A Field of Alfalfa, Saint Denis by Georges Seurat
In Seurat's day, there was still a broad plain that separated Saint-Denis from Paris, and farming had not yet given way entirely to housing and industry. By painting these fields, Seurat avoided the city's factories, as had Claude Monet and Camille Pissarro before him. With a kind of innocent directness, he characterizes the region in this rudimentary composition. Across the field of alfalfa, reddened by invasive poppies, we find a low wall, then a hayfield, and finally a string of structures that are probably both farm buildings and residences. Daubigny, Monet, and Renoir had painted fields full of poppies, but they had provided more pictorial incidents than Seurat does here. Because of its high horizon line and its uninterrupted plain, the canvas has the flatness and "allover" texture that would appeal to artists after 1945.
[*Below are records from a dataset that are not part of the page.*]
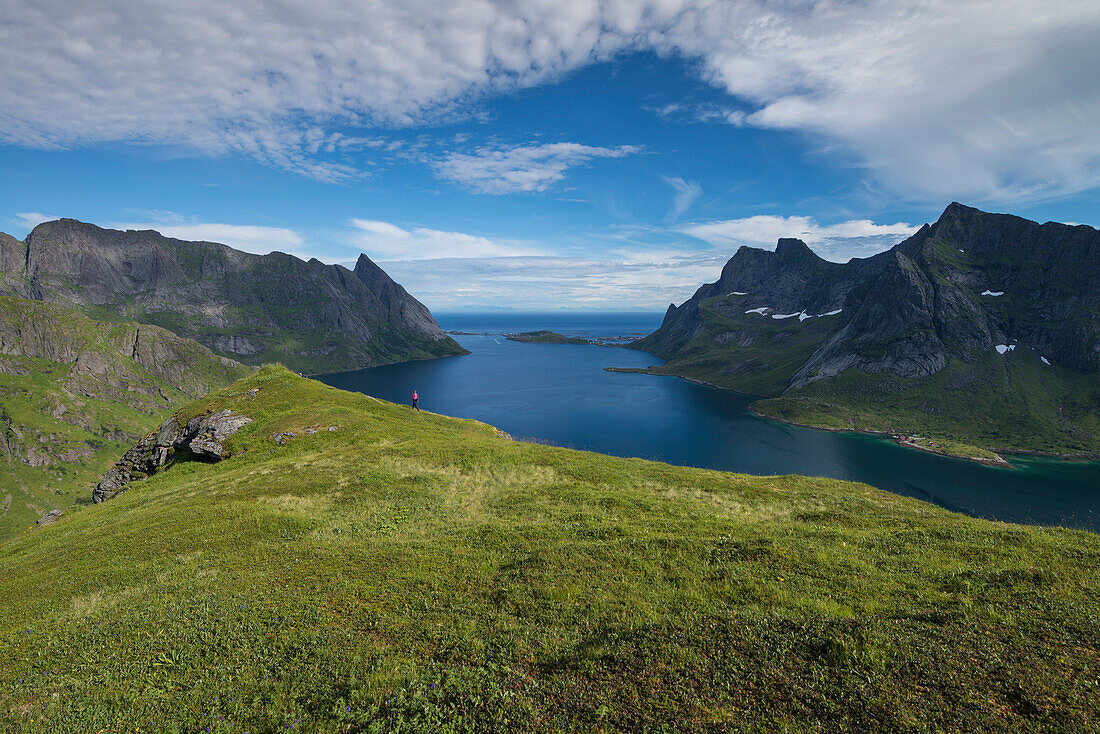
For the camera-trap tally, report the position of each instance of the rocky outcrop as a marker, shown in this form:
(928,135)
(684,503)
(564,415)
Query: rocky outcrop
(201,438)
(253,308)
(48,518)
(955,291)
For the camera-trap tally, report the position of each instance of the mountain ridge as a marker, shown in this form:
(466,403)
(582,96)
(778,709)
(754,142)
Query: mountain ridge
(253,308)
(75,393)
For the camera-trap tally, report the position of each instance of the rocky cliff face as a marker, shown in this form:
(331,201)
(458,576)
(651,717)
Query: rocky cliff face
(254,308)
(75,393)
(965,287)
(201,437)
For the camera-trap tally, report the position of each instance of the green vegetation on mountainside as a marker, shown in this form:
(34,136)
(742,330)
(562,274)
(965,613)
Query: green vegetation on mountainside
(1005,402)
(75,394)
(747,352)
(409,571)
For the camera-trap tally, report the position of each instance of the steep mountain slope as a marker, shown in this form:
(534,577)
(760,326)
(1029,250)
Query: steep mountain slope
(981,326)
(253,308)
(409,572)
(75,393)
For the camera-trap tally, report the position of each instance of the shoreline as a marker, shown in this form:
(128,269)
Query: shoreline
(1002,463)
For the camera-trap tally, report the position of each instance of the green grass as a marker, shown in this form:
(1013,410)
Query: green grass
(415,572)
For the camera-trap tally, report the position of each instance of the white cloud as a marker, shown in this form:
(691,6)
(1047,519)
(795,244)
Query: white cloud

When one views this picture firsthand, the broad plain seems to tip back in an illusion of receding space. This effect results partly from the brushstrokes, but just why it succeeds is not clear, for the strokes are very evidently the marks of the artist. Apparently we allow our perception to shift from a recognition of brushwork in the foreground, where the marks are very large, to an acceptance of illusion in the middle distance, where they have become progressively smaller. The sky has an even more recessive, tamponné stroke. Color also helps create the illusion of depth. In the lower right is the shadow of an overhead tree in resonant greens mixed with tans and accompanied by blues and lavender pinks (all these over orange-tan strokes). The basic color of the field is an unblended mixture of greens and orange tans, along with blues, lavenders, and some purple, but farther back the poppy reds are more numerous and the blues virtually disappear. In the distance, all the intensity is gone and our eyes can sink into the sky.